The comparison of the runtimes which Relibase and Pelikan needed to find all hits is difficult because Relibase can only be accessed via a web server. The runtime here highly depends on the connection and number of simultaneous users. Therefore, the queries were repeated several times on different days using the Relibase web interface. Overall, the runtimes for query 1 and 2, are mainly between 1 and 3 minutes using Relibase and Pelikan. For query 3, however, Relibase requires with 28 minutes about a factor 15 longer than Pelikan. Noticeably,

Figure 6.13.: Hits which were exclusively detected by Pelikan using query 3 on the database PDBcomplete. The atoms matching the search points are highlighted with colored disks. The distance constraints are indicated by colored lines.

queries in Relibase seem to be much faster if a large ligand substructure is used instead of a large molecular structure from the protein.

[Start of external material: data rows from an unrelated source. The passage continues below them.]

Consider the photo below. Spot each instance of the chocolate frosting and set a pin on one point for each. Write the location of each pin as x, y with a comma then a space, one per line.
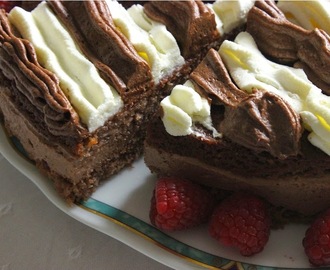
288, 43
38, 89
191, 23
261, 121
91, 25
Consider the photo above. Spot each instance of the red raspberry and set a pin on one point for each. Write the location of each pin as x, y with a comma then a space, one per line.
317, 240
8, 5
178, 204
242, 221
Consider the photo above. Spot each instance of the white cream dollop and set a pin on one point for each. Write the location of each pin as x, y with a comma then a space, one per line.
183, 108
307, 14
94, 100
151, 40
230, 14
251, 70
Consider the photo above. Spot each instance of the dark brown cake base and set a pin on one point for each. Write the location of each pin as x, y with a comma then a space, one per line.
301, 184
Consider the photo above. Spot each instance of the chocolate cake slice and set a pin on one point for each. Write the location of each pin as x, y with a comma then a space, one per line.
77, 90
244, 121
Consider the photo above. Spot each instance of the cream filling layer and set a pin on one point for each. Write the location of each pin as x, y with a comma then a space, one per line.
307, 14
151, 40
93, 99
251, 70
230, 14
183, 108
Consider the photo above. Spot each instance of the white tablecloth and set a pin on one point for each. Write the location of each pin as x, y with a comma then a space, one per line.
34, 234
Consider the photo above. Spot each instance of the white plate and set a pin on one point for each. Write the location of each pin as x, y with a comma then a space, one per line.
120, 207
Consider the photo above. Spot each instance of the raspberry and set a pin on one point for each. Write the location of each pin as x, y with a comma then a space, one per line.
179, 204
317, 240
8, 5
242, 221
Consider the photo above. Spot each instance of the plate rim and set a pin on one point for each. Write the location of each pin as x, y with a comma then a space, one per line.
83, 212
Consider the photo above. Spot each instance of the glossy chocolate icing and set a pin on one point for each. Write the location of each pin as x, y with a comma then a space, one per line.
91, 25
288, 43
191, 23
38, 90
261, 121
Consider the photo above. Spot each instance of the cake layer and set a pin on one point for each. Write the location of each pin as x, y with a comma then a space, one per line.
299, 183
262, 137
37, 104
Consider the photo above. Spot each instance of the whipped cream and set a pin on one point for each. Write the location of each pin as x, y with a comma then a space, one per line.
251, 70
93, 99
307, 14
230, 14
151, 40
183, 108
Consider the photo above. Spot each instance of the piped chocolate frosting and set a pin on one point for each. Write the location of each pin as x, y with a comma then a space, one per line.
191, 23
288, 43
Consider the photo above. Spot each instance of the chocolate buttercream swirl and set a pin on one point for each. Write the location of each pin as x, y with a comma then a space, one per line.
91, 25
261, 121
288, 43
36, 88
191, 23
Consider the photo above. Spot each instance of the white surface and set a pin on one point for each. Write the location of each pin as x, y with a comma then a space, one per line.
34, 234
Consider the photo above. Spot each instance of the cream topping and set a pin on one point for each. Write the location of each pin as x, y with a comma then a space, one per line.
94, 100
183, 108
308, 14
230, 14
251, 70
151, 40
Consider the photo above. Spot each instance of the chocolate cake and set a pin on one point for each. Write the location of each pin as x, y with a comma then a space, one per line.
253, 116
79, 83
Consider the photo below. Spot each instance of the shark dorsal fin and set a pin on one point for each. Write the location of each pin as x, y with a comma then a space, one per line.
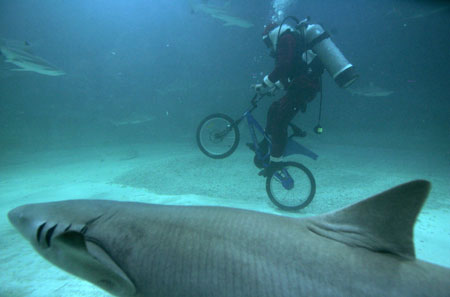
382, 223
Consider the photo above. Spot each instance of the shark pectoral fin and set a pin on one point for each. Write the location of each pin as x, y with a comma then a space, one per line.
87, 260
381, 223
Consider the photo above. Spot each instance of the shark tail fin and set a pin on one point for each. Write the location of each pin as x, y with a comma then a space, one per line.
382, 223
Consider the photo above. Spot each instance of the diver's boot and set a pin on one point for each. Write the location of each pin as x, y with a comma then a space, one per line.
274, 165
263, 149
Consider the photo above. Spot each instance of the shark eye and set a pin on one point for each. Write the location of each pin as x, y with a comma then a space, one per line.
38, 234
49, 234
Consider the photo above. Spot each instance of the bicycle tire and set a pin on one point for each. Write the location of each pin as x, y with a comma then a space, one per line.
222, 121
308, 180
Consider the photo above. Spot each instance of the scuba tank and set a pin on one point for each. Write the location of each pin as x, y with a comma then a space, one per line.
317, 40
332, 58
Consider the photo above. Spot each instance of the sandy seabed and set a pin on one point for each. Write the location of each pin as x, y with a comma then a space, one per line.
177, 173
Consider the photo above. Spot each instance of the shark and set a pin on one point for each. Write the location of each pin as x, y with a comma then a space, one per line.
428, 13
25, 60
133, 249
134, 119
369, 91
220, 14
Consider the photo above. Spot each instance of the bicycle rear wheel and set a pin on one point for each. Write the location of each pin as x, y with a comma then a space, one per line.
291, 187
217, 137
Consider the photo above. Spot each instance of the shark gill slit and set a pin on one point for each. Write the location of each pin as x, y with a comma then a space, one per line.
49, 234
67, 228
39, 231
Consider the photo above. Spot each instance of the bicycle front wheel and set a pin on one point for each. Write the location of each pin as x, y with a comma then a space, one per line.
217, 137
291, 187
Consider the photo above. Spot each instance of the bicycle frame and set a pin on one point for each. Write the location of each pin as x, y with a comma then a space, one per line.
253, 126
292, 146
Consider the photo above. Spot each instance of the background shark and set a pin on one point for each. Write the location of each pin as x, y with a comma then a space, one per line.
219, 13
369, 91
22, 57
135, 249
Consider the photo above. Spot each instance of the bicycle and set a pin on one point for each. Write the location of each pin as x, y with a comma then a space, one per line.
290, 185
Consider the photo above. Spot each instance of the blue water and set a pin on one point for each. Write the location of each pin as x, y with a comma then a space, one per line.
140, 72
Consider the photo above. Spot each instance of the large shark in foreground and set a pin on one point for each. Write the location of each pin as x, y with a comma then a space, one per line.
135, 249
22, 57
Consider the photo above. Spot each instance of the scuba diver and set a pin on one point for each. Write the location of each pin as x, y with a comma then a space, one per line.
301, 54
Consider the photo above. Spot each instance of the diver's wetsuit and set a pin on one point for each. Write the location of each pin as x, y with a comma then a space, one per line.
300, 84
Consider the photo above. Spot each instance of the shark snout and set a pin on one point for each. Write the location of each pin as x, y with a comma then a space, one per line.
22, 219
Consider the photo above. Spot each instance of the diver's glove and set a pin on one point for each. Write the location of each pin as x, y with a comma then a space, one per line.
266, 87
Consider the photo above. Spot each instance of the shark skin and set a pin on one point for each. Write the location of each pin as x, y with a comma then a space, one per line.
136, 249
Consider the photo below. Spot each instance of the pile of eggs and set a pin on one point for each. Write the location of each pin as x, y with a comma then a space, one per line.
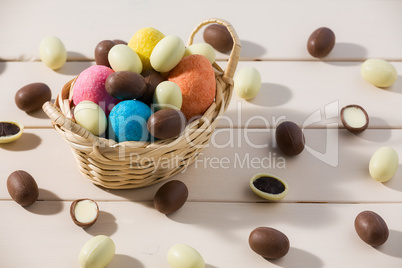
148, 88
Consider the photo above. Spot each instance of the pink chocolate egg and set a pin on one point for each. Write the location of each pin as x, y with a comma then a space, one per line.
90, 85
196, 78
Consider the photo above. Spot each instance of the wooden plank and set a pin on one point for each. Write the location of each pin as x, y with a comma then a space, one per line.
320, 235
268, 29
317, 91
333, 169
290, 91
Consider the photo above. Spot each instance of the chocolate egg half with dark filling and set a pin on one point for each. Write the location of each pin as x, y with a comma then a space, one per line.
269, 186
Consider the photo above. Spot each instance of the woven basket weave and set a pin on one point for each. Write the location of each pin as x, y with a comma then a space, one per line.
133, 164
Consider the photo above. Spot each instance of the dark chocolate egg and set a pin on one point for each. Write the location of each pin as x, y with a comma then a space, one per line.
321, 42
125, 85
290, 138
170, 197
32, 96
102, 51
269, 242
371, 228
166, 123
218, 36
152, 80
22, 188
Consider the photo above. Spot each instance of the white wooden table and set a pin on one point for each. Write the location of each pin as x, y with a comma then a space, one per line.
329, 182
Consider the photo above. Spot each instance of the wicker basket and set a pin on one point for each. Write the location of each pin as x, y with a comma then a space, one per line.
137, 164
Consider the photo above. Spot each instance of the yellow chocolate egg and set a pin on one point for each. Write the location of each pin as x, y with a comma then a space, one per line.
143, 43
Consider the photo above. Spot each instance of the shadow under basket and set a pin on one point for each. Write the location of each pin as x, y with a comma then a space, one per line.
131, 164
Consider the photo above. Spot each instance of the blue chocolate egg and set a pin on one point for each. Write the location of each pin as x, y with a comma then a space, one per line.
128, 121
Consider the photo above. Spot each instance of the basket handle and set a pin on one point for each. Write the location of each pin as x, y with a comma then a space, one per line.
61, 120
229, 72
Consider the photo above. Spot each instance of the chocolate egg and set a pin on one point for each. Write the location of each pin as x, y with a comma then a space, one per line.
170, 197
269, 242
218, 36
321, 42
371, 228
31, 97
101, 52
166, 123
152, 79
290, 138
125, 85
22, 188
268, 186
10, 131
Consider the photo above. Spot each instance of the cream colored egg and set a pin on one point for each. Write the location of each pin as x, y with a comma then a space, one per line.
97, 252
201, 49
384, 164
247, 83
184, 256
91, 117
379, 72
52, 52
167, 53
123, 58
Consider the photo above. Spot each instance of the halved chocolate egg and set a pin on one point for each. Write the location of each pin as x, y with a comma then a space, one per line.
268, 186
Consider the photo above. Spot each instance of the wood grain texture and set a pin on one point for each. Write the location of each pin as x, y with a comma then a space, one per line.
269, 29
332, 168
320, 235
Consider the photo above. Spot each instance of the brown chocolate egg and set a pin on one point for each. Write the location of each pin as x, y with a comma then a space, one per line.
321, 42
22, 188
170, 197
125, 85
166, 123
152, 80
32, 96
290, 138
371, 228
269, 242
102, 51
218, 36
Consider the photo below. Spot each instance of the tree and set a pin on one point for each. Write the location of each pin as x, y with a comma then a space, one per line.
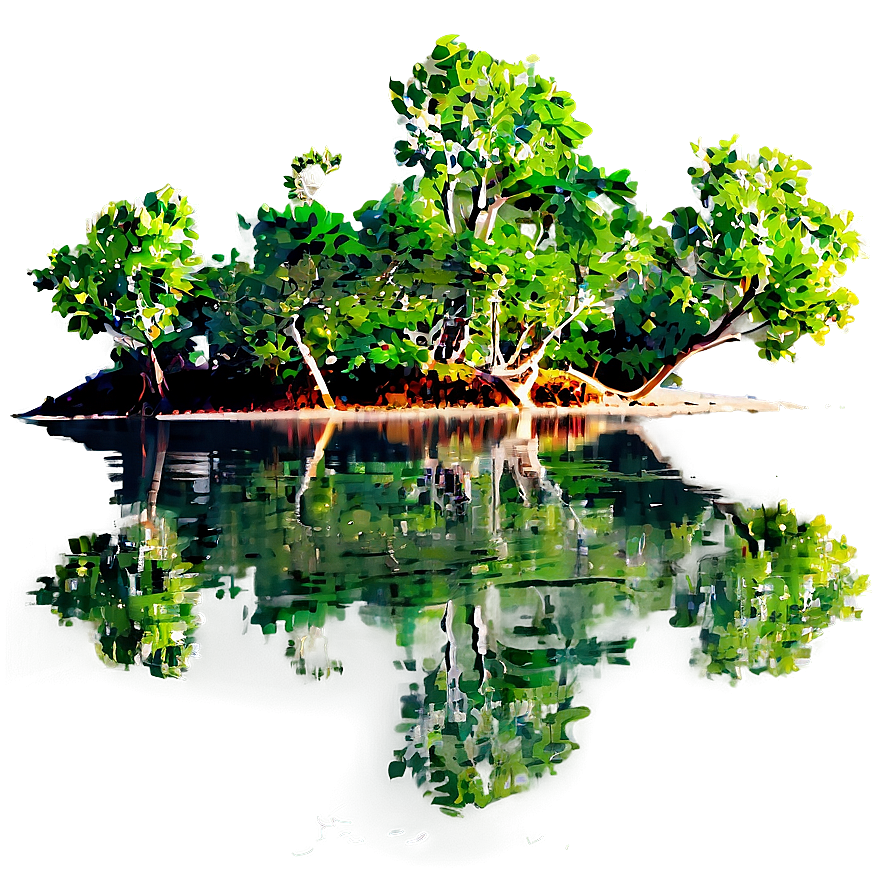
138, 276
506, 255
758, 254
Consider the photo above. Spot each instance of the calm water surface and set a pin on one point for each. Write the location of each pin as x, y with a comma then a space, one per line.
486, 654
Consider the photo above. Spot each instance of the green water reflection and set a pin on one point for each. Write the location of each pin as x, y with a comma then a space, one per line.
508, 558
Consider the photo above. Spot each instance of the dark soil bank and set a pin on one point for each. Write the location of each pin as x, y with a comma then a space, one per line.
128, 392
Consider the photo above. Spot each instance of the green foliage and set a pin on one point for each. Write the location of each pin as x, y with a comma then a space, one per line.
505, 250
138, 274
760, 224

Taken together, it can be concluded that Pelikan is able to find correct results in a runtime which is similar or faster than that of Relibase. For queries which contain more information about searched structures in the protein than in the ligand, Pelikan is even faster than Relibase. Moreover, Relibase does not find all hits which are detected by Pelikan for this query. Even if the additional geometric constraints of Relibase+ are taken into consideration, Pelikan offers more query flexibility as a large number of textual and numerical properties can be added to a geometrical query.